1,000 Greek bank branches chanced a stampede in order to open their doors to the country’s retirees on Wednesday.
The scene was somewhat chaotic as pensioners formed long lines and the country’s elderly attempted to squeeze through the doors in order to access pension payments.
As Bloomberg reports, payouts were rationed and disbursals were limited according to last name. Here’s more:
It’s a day of fresh indignities for the people of Greece.
About a third of the nation’s depleted banks cracked open their doors after being closed for three days. But all they did was ration pension payments, hours after the country became the first advanced economy to miss a payment to the International Monetary Fund and its bailout program expired.
On the third day of capital controls, a few dozen pensioners lined up by 7 a.m. at a central Athens branch of the National Bank of Greece, an hour before opening time. They were to receive a maximum of 120 euros ($133), compared with the average monthly payment of about 600 euros. Many left with nothing after the manager said only those with last names starting with the letters A through K would get paid.

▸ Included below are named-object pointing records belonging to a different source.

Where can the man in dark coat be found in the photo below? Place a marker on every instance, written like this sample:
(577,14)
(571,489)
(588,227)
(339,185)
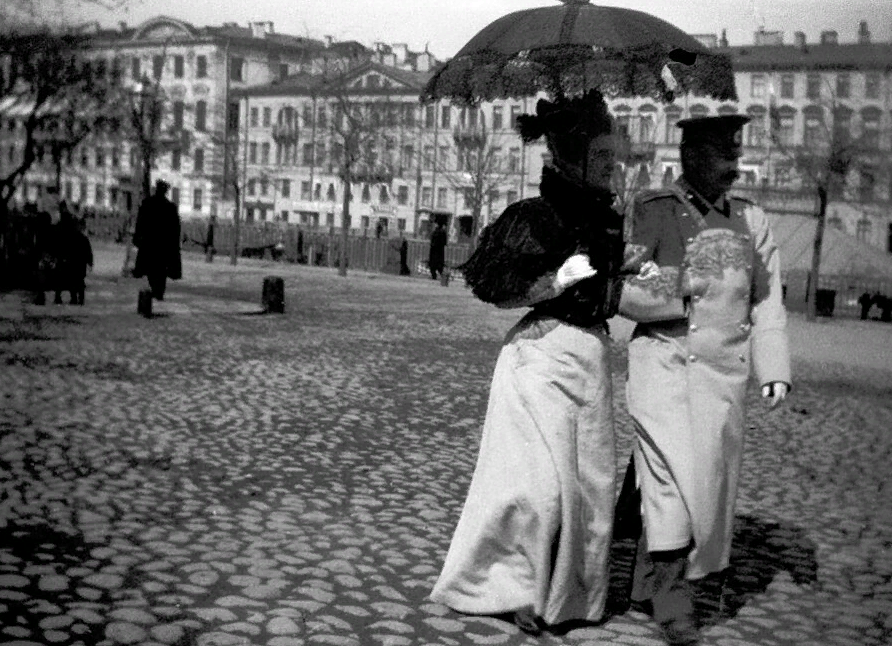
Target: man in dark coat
(157,237)
(437,259)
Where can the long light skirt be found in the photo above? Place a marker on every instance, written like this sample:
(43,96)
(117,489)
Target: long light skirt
(536,526)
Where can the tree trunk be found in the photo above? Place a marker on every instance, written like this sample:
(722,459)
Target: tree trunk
(815,274)
(345,225)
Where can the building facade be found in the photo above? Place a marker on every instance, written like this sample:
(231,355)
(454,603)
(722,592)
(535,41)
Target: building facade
(249,128)
(191,72)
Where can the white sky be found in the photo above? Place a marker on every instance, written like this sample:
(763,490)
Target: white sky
(445,25)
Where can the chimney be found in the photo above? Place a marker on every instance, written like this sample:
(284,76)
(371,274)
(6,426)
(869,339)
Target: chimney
(402,52)
(863,33)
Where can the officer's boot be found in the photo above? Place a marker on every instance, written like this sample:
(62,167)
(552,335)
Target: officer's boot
(673,598)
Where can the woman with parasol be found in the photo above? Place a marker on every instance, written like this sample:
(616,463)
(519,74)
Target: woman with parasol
(533,536)
(535,530)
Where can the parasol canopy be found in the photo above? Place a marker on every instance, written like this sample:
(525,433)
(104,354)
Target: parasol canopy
(570,48)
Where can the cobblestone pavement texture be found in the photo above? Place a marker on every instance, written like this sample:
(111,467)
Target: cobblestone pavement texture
(215,477)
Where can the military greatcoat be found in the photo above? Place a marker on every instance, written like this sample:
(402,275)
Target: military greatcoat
(712,316)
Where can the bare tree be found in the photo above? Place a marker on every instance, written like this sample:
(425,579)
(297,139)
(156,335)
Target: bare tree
(481,169)
(826,162)
(49,87)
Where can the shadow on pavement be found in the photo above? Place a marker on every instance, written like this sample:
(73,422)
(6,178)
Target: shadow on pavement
(759,552)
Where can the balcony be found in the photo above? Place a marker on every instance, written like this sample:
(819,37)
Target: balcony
(285,132)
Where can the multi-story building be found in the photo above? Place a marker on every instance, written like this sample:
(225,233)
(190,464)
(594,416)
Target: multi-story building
(807,93)
(282,155)
(192,72)
(417,163)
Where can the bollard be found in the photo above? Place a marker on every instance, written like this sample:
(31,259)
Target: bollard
(144,305)
(274,295)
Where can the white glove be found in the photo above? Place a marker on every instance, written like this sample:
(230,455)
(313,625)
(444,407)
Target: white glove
(575,268)
(776,391)
(650,269)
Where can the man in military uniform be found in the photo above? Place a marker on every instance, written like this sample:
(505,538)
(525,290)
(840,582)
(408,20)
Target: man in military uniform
(706,321)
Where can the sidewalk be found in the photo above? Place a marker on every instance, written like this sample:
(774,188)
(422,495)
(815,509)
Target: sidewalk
(210,477)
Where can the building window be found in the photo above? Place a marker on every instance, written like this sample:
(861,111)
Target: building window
(236,69)
(843,85)
(514,160)
(755,129)
(811,135)
(178,110)
(813,86)
(862,230)
(430,117)
(515,112)
(201,113)
(157,66)
(497,119)
(673,132)
(872,85)
(787,86)
(757,86)
(870,127)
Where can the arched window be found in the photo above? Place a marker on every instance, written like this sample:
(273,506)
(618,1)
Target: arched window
(813,129)
(673,132)
(755,131)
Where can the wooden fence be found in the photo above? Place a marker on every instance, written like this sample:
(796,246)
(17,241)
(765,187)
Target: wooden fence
(290,243)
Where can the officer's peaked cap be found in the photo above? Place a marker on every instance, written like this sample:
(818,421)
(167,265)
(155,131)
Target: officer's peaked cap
(722,129)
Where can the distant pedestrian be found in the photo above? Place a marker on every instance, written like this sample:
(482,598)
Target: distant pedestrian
(885,304)
(404,257)
(437,258)
(73,254)
(157,237)
(866,302)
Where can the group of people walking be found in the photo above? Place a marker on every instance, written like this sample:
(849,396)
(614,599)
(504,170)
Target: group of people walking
(698,271)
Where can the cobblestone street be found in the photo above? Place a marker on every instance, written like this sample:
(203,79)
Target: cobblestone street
(212,476)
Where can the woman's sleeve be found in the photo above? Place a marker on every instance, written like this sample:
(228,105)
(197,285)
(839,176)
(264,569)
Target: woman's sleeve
(771,352)
(516,261)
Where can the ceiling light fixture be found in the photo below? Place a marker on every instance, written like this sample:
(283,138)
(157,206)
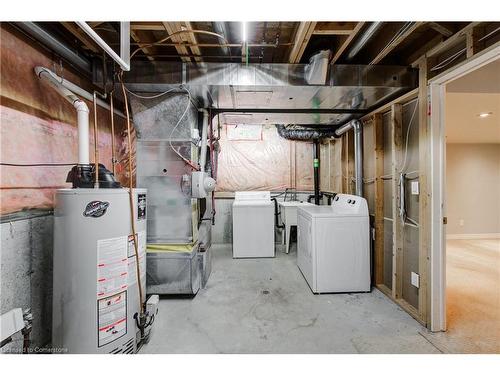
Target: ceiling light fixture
(243,32)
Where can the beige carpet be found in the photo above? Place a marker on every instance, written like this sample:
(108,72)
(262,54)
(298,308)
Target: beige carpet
(473,298)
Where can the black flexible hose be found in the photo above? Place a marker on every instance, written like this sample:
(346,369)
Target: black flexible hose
(276,214)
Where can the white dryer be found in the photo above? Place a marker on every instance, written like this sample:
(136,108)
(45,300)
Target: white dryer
(253,225)
(333,245)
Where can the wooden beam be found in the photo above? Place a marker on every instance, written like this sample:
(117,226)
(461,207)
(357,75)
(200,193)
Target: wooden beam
(191,38)
(452,41)
(332,32)
(396,43)
(146,50)
(469,43)
(81,36)
(347,42)
(302,36)
(172,27)
(400,100)
(148,26)
(397,225)
(334,28)
(443,30)
(378,141)
(424,209)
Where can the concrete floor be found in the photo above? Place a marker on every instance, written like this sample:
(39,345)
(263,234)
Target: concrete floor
(472,297)
(266,306)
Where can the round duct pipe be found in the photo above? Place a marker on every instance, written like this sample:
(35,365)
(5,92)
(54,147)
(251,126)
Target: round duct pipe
(298,133)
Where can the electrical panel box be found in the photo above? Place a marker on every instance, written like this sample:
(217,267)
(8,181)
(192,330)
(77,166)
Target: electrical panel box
(415,279)
(415,188)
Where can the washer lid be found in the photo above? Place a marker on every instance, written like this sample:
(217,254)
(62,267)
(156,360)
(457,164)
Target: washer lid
(252,196)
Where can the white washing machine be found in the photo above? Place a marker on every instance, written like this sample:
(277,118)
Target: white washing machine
(253,225)
(333,245)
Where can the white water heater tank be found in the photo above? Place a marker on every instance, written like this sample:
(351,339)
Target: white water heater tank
(95,292)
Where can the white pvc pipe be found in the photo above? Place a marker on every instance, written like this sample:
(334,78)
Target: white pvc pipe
(77,89)
(81,109)
(90,32)
(203,150)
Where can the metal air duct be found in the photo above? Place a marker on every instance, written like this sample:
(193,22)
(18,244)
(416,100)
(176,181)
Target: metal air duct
(358,151)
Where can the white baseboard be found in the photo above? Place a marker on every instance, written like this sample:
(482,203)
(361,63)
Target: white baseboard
(473,236)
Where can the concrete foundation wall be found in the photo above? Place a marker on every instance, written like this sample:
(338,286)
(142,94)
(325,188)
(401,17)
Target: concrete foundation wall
(26,273)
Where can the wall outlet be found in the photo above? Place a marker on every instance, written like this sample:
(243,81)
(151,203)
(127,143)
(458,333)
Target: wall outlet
(415,188)
(415,280)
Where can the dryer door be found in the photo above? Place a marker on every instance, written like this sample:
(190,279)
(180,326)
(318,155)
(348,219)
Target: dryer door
(305,251)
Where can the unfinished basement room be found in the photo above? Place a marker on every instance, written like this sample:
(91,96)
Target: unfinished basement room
(232,183)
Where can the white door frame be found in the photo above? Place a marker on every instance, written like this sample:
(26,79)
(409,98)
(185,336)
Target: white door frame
(437,92)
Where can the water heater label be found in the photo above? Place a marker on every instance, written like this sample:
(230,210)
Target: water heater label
(95,209)
(141,206)
(112,266)
(132,269)
(112,318)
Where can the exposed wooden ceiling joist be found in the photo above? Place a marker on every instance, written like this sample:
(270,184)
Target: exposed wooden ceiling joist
(173,27)
(302,36)
(334,28)
(81,36)
(146,50)
(452,40)
(443,30)
(152,26)
(395,43)
(347,42)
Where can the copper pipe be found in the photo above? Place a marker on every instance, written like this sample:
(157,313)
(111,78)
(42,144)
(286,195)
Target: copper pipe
(131,196)
(214,45)
(113,159)
(96,144)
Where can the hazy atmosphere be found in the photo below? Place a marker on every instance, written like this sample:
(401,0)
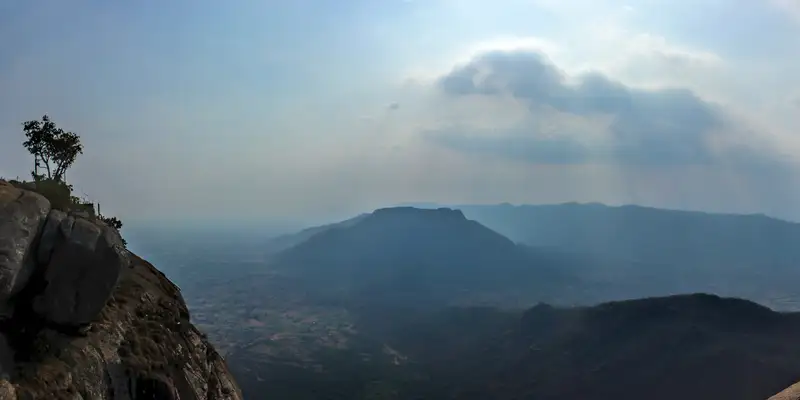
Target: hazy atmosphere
(321,109)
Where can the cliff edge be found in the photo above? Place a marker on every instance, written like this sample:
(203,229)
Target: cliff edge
(81,317)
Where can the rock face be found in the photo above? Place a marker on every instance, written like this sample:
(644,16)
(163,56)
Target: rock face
(86,319)
(83,266)
(22,214)
(791,393)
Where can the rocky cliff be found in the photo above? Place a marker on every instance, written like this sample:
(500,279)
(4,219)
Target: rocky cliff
(83,318)
(791,393)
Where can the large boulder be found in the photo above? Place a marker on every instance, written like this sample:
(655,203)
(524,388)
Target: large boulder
(81,263)
(22,214)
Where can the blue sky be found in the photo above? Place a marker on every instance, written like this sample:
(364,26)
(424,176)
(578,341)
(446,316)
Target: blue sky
(311,109)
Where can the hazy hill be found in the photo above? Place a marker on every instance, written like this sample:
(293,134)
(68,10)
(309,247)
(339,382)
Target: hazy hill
(644,233)
(413,257)
(631,251)
(286,241)
(679,347)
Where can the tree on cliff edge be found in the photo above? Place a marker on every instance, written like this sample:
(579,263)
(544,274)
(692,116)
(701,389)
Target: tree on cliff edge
(53,149)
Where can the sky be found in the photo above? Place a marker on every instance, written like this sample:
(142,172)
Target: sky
(305,109)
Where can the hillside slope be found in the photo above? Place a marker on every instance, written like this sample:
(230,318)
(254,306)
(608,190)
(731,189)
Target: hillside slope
(85,318)
(679,347)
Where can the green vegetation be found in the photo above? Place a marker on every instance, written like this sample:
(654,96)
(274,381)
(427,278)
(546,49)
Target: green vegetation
(54,151)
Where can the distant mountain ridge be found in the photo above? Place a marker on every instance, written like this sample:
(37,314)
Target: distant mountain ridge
(416,256)
(648,251)
(695,346)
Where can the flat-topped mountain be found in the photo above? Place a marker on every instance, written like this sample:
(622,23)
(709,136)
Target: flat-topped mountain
(84,318)
(413,256)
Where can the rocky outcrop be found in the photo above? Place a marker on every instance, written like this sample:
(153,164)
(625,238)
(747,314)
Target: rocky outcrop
(23,213)
(791,393)
(86,319)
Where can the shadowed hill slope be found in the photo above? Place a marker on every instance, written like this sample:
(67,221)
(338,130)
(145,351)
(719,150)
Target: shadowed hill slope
(678,347)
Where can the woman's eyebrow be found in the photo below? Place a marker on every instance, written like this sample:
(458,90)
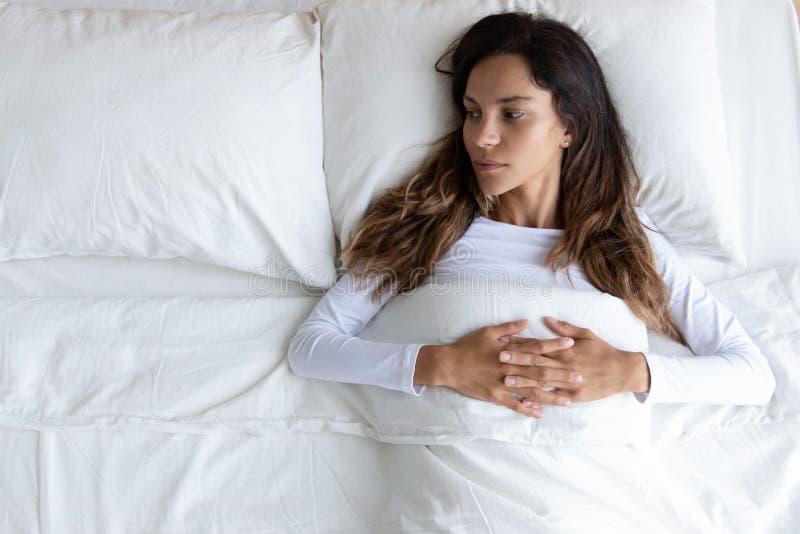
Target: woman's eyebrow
(504,100)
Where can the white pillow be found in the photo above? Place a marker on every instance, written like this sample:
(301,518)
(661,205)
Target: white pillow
(212,364)
(162,135)
(286,6)
(384,101)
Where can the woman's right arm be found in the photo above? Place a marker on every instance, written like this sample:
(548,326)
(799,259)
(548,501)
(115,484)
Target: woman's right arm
(326,345)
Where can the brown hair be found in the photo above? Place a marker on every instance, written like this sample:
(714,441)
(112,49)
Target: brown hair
(412,225)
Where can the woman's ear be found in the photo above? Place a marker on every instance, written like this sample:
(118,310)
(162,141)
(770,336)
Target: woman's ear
(566,139)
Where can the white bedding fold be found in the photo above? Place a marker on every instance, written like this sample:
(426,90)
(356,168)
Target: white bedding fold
(211,365)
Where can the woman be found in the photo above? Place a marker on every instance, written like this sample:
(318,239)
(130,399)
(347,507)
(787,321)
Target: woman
(538,172)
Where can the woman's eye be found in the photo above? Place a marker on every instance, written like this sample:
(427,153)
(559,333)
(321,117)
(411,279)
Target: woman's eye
(509,114)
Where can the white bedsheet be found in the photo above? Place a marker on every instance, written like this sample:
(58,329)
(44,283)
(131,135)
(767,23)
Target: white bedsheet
(81,474)
(744,479)
(741,481)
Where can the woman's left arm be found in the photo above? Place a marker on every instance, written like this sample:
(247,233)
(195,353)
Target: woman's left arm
(728,369)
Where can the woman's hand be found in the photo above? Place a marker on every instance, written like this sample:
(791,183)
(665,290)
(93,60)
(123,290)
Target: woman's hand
(470,366)
(604,369)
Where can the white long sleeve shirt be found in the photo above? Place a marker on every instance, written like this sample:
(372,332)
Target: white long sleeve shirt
(728,369)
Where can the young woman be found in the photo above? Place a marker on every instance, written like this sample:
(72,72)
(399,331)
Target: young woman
(538,173)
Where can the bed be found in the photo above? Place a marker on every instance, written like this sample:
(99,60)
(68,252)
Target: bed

“Not only will I have to queue for hours at the bank in the hope of getting 120 euros, but I’ll have a two-hour round trip,” said Dimitris Danaos, 77, a retired local government worker who was making the bus journey from his home outside the Greek capital to the suburb of Glyfada.
AFP has more color:
In chaotic scenes, thousands of angry elderly Greeks on Wednesday besieged the nation’s crisis-hit banks, which have reopened to allow them to withdraw vital cash from their state pensions.
“Let them go to hell!” said one pensioner waiting to get his money, after failed talks between Athens and international creditors sparked a week-long banking shutdown.